Am I correct that the blood testing results below, along with the dates of drug stops and starts, indicates that reta is likely causing liver problems? By the way, I don't plan on resuming Lipitor (atorvastatin) since I already had elevated enzymes while on it. I intend to speak with my cardiologist about pitavastatin, a statin that is less likely to cause liver problems. The rapid decline in liver enzymes after I stopped taking reta and Lipitor looks good. However, the rapid rise in liver enzymes after I resumed reta (at a tiny dose) look bad.
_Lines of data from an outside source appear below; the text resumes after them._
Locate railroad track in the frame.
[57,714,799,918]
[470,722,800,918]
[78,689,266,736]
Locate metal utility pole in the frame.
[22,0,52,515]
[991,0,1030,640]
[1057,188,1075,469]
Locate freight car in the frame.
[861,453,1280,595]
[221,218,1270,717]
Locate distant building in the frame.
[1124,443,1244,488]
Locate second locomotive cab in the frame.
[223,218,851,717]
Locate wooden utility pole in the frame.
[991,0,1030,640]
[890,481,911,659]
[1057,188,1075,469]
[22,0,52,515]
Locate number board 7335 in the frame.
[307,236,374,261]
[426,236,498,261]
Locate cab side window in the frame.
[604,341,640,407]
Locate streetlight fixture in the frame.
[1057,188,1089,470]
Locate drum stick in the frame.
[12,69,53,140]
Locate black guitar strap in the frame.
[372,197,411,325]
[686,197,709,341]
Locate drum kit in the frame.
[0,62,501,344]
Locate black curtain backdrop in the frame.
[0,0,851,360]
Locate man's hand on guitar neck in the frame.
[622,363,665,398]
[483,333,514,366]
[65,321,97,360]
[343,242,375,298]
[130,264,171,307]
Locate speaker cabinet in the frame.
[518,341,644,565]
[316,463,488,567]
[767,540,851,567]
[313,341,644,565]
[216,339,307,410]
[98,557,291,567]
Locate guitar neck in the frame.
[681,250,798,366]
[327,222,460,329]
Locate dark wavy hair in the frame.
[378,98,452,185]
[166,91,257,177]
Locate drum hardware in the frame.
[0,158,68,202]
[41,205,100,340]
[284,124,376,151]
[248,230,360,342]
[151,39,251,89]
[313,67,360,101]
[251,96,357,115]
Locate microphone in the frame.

These results are troubling since tirz alone was not getting me to a weight that I wanted to be. Still a slightly heavier me is better than a messed up liver.
I assume that all those tests happened in conjunction to doctor visit .. is it possible that there might be matching weigh-ins to see how your weight loss plays into it?

* For the record I am absolutely NOT trying to imply that you are making the wrong choice in stopping reta or down playing the seriousness of potential liver damage. As a person who is also taking reta I want a more complete picture of the risks I might be taking.